Mubarak held talks with Suleiman, Defense Minister Mohamed Hussein Tantawi, Chief of Staff Sami al-Anan and other senior commanders.
Clearly those in Tahrir Square did not wish to see Mubarak's ruling structure replaced by a military line-up featuring his closest cronies. "Mubarak, Mubarak, the plane awaits," they said. There was also a big protest in Alexandria.
Prominent activist Mohamed ElBaradei, a Nobel Peace Laureate for his work with the UN nuclear agency who returned to Egypt from Europe to join the protests, has been chosen to be the political opposition's representative to talk with government.

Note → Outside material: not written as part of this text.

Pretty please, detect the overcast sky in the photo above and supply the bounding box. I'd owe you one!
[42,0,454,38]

"Political groups support ElBaradei to negotiate with the regime," Essam el-Eryan of the Muslim Brotherhood, an Islamist opposition group, told Al Jazeera television.
The Muslim Brotherhood has stayed in the background although several of its senior officials have been rounded up. The government has accused it of planning to exploit the protests.
Shockwaves around Middle East
The turmoil, in which more than 100 people have died, has sent shock waves through the Middle East where other autocratic rulers may face similar challenges, and unsettled financial markets around the globe as well as Egypt's allies in the West.
The final straw seems to have been parliamentary elections in November last year, which observers said authorities rigged to exclude the opposition and secure Mubarak's ruling party a rubber-stamp parliament.